Após o trânsito em julgado da decisão, encaminhem-se os autos à Coordenadoria de Monitoramento e Execuções, para a adoção das providências cabíveis. VISTOS, relatados e discutidos,

ACORDAM

OS MEMBROS DO TRIBUNAL PLENO do TRIBUNAL DE CONTAS DO ESTADO DO PARANÁ, nos termos do voto do Relator, Conselheiro IVAN LELIS BONILHA, por unanimidade, em:

I- Conhecer e julgar procedente a presente Representação do Ouvidor, nos termos da fundamentação, para o fim de:

a) aplicar a multa prevista no artigo 87, inciso IV, alínea “g”, da Lei Complementar Estadual n.º 113/2005 à Sra. Elizabeth Stipp Camilo, em vista da violação ao artigo 37, §1º, da Constituição Federal, bem como aos princípios da impessoalidade e da moralidade;

b) condenar a Sra. Elizabeth Stipp Camilo à recomposição do erário municipal correspondente aos valores despendidos com (i) a elaboração da logomarca e a personalização dos veículos públicos, somado (ii) aos valores a serem gastos na pintura e regularização dos ônibus – diligência que deverá ser exigida da representada pelo atual gestor –, devidamente atualizados, cujo montante deverá ser apurado em sede de liquidação da decisão; e

II- encaminhar, após o trânsito em julgado da decisão, os autos à Coordenadoria de Monitoramento e Execuções, para a adoção das providências cabíveis.

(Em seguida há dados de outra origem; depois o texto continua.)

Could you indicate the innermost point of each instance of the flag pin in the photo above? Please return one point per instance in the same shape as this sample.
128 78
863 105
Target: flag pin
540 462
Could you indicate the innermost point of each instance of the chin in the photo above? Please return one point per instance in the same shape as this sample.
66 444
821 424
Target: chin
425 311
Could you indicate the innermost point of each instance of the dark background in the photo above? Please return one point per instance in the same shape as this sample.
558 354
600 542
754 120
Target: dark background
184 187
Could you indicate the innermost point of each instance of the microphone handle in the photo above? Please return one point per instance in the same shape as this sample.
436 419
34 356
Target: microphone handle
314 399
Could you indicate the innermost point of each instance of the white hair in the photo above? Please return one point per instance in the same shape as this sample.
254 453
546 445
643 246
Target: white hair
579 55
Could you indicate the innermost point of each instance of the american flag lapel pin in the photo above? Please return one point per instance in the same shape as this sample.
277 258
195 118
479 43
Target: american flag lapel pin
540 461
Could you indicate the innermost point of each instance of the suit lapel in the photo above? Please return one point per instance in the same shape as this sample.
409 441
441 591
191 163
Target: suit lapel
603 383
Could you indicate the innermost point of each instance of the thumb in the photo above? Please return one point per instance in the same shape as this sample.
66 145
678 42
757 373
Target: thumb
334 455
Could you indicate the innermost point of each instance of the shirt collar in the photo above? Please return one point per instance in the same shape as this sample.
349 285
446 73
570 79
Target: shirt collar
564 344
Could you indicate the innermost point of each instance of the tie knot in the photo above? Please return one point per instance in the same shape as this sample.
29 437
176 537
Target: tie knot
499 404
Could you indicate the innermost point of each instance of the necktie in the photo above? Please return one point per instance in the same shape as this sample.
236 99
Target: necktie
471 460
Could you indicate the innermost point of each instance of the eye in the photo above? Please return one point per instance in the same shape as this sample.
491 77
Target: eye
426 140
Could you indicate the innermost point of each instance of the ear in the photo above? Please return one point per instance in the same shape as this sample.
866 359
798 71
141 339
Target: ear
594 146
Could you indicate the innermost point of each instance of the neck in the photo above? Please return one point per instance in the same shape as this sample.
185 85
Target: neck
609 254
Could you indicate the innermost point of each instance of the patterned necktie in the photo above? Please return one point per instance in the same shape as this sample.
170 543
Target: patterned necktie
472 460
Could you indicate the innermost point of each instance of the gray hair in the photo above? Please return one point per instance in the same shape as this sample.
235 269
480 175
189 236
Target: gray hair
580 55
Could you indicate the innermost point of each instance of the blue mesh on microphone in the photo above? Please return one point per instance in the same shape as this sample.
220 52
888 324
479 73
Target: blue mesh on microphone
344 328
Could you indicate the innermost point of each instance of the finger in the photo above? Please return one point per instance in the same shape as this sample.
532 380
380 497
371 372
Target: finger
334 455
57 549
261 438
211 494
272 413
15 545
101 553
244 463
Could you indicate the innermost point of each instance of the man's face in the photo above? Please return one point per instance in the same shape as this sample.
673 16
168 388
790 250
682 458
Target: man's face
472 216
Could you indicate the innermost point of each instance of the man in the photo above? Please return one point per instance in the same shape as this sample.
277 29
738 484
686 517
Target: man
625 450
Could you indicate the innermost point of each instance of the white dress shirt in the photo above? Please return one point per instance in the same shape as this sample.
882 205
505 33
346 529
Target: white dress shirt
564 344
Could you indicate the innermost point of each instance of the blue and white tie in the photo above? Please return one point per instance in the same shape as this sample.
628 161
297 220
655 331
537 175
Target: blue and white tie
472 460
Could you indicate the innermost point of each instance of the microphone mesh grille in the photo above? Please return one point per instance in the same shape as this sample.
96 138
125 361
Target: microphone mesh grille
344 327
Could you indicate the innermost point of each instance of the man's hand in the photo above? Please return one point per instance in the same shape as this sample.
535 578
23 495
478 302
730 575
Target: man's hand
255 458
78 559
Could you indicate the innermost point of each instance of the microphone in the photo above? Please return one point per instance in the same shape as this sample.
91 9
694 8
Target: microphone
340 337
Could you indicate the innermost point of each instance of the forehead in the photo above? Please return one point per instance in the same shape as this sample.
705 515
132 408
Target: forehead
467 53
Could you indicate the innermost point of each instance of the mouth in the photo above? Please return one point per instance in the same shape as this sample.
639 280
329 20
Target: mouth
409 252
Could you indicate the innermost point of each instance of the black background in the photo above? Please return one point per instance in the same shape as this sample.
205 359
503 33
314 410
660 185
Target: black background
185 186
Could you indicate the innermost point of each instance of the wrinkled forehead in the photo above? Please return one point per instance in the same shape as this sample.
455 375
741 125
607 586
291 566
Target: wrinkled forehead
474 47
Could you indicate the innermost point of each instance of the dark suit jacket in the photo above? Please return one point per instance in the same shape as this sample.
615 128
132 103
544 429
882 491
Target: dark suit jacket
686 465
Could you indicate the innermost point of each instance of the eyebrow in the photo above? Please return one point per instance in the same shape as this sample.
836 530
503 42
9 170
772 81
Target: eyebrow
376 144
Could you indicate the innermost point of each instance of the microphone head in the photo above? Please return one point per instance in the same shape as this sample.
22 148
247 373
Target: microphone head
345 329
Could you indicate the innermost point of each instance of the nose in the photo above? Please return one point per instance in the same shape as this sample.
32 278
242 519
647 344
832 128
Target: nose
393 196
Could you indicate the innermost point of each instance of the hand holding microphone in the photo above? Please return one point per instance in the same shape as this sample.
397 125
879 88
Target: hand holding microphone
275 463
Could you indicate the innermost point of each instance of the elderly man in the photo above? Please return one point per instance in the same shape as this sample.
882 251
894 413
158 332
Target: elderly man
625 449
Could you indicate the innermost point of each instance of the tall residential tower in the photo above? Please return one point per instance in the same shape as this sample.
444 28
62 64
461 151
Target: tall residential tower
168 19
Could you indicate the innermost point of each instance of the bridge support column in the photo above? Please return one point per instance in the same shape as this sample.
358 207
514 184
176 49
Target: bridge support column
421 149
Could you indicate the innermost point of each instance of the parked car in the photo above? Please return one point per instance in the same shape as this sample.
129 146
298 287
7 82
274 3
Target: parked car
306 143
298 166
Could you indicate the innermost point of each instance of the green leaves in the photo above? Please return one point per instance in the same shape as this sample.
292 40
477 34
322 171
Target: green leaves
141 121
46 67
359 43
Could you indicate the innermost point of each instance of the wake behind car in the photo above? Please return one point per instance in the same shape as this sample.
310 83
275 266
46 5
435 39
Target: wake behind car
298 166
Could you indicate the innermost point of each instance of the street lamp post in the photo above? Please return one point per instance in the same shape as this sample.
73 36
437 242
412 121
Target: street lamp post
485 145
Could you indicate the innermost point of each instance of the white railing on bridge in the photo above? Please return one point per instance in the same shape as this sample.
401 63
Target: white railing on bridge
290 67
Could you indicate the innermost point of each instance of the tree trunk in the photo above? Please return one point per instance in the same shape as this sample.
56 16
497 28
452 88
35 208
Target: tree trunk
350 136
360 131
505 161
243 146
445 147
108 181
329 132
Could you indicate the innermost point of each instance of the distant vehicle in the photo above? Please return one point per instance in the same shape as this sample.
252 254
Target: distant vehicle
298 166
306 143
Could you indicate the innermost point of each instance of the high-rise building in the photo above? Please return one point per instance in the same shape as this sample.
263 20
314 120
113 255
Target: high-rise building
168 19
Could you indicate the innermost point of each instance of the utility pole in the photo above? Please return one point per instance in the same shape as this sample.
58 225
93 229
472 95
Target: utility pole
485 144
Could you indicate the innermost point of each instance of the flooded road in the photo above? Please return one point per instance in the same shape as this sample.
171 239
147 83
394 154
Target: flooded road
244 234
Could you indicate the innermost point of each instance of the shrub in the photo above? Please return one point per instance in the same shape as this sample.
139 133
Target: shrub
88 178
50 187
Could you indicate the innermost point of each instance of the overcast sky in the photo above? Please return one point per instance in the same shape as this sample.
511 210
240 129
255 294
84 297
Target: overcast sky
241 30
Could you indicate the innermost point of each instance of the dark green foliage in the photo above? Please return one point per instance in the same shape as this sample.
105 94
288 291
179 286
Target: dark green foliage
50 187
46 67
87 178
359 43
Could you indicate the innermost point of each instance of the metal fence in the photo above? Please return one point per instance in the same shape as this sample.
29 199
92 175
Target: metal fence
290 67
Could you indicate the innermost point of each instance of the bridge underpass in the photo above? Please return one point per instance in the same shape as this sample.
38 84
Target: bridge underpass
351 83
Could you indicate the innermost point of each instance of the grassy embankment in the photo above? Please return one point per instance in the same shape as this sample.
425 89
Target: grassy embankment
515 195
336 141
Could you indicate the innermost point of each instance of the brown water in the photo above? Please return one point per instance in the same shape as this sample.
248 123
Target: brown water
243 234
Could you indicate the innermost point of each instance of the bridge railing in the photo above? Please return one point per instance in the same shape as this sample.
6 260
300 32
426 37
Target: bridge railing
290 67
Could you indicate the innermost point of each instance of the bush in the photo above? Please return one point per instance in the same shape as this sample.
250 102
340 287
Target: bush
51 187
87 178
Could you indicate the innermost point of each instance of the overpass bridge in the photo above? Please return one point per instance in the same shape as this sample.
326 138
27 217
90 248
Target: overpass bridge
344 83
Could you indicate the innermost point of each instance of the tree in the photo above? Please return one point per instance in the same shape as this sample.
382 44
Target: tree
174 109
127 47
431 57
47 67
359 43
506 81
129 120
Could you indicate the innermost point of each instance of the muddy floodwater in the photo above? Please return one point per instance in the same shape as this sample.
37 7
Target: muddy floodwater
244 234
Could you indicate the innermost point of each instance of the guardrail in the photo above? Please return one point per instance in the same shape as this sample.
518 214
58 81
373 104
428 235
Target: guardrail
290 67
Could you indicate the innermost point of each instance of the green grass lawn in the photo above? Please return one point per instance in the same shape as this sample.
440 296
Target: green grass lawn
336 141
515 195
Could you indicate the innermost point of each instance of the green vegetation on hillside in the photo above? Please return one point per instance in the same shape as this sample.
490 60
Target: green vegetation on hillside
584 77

Votaram, nos termos acima, os Conselheiros NESTOR BAPTISTA, ARTAGÃO DE MATTOS LEÃO, FERNANDO AUGUSTO MELLO GUIMARÃES, IVAN LELIS BONILHA e JOSE DURVAL MATTOS DO AMARAL e o Auditor TIAGO ALVAREZ PEDROSO.

Presente a Procuradora Geral do Ministério Público junto ao Tribunal de Contas, VALERIA BORBA.

Plenário Virtual, 28 de abril de 2022 – Sessão Ordinária Virtual nº 6. IVAN LELIS BONILHA Conselheiro Relator FABIO DE SOUZA CAMARGO Presidente.